Adult lacewings are attracted to lights and white surfaces. You may have seen its distinctive egg clusters, with each ting white egg hanging from a single filamentous thread. Its lays its eggs in this way to ensure they are out of reach of predators. Most species of lacewings and their larvae are carnivorous, feeding on other insects including scale, aphids, spiders and wasps. Some species of lacewings are mass reared for use as commercial biological control agents in orchards and organic gardens.

ScorpionScorpion
If you have logs or wood-based mulch in the garden you might be lucky enough to come across one of these amazing scorpions. They are beneficial insects that feed on spiders, beetles and cockroaches and are an indication of a healthy soil ecosystem. They are nocturnal hunters with poor eyesight, but an excellent ability to detect vibration.

Scorpions are not insects, but arachnids just like spiders. Count their legs and you will see that they possess eight legs like spiders rather than six like an insect. The scorpions sting is in its tail. If provoked it can give a painful bite but is not considered dangerous. Never-the-less, it is probably a good reason to wear gloves when working in the garden.

Scorpion FlyScorpion Fly
The presence of scorpion flies can be an indicator of a healthy, balanced garden ecosystem. This predatory insect eats flies, moths and beetles. It sits still and silent while it waits for its prey, then deftly grasps them with its rear legs before literally eating them alive! After mating, female scorpion flies lay eggs in the soil or leaf litter.

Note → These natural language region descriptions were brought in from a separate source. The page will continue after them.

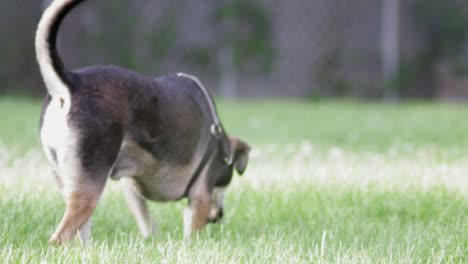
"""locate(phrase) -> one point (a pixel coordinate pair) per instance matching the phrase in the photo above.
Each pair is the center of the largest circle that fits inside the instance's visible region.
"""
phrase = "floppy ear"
(239, 153)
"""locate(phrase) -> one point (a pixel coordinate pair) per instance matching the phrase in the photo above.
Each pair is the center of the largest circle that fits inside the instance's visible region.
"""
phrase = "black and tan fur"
(150, 133)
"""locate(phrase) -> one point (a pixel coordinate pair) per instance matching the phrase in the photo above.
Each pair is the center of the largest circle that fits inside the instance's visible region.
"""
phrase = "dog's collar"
(217, 131)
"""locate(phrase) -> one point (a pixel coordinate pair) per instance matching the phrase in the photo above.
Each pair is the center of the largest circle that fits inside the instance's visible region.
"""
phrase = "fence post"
(390, 41)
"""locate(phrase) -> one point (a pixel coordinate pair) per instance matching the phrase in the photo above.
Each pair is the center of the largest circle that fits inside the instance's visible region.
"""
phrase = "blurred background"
(372, 49)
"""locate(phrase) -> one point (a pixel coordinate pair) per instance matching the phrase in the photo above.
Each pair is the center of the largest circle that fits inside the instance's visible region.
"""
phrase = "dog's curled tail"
(53, 72)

The larvae feed on organic matter and return to pupate in the ground before emerging as adult flies.

Bladder CicadaCicada
These conspicuous insects are cicadas. They are big and noisy and most likely to be seen and heard over the summer months. Females lay eggs within tree bark. Young insects, which look like miniature versions of the adults, drop to the ground below and burrow into the soil to suck liquid from plant roots. After eating their fill over winter they climb a nearby tree to shed their skin. These are the perfectly formed insect shells you find attached to tree trunks. The ear-piercing sound made by male cicadas is designed to attract a mate and repel predators.